Recently on 21 august 2019, the SEBI has relaxed norms for Foreign Portfolio investors (FPIs). In this article we have published these recent changes. Let’s have a look.

1. The main aim of these proposed changes is to simplify and rationalised the existing regulatory framework for Foreign Portfolio Investors so that operational constraints can be eased.

2. Now the Foreign Portfolio Investors (FPIs) would no longer be required to meet the ‘broad-basing’ criteria, under which at least 20 investors were required to establish a fund. 

3. Now central banks of the countries that are not members of the Bank for International Settlements (BIS) will be allowed to register as FPIs. 

4. Offshore funds that are issued by Indian mutual funds will be permitted to invest in the domestic markets under the FPI route. 

5. Now the whistle-blowers who provide “credible and original information” on insider trading would be rewarded. The reward will be 10% of the disgorgement amount up to Rs 1 crore. 
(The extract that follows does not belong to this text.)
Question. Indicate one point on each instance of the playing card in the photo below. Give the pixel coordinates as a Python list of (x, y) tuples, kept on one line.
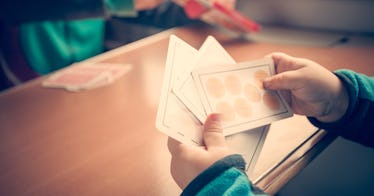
[(237, 93), (173, 118), (211, 53)]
6. The securities market regulator SEBI said it would rationalise the framework for issuance of participatory notes (P-Notes).

7. The companies which are buying back shares should have debt-to-equity ratio less than 2:1 on a consolidated basis.

8. SEBI eased norms for migration of companies listed on SME exchange to main board.

Hence the proposed simplified norms are in place to make the regulatory framework more investor friendly so that the FDI inflow can be increased in the country.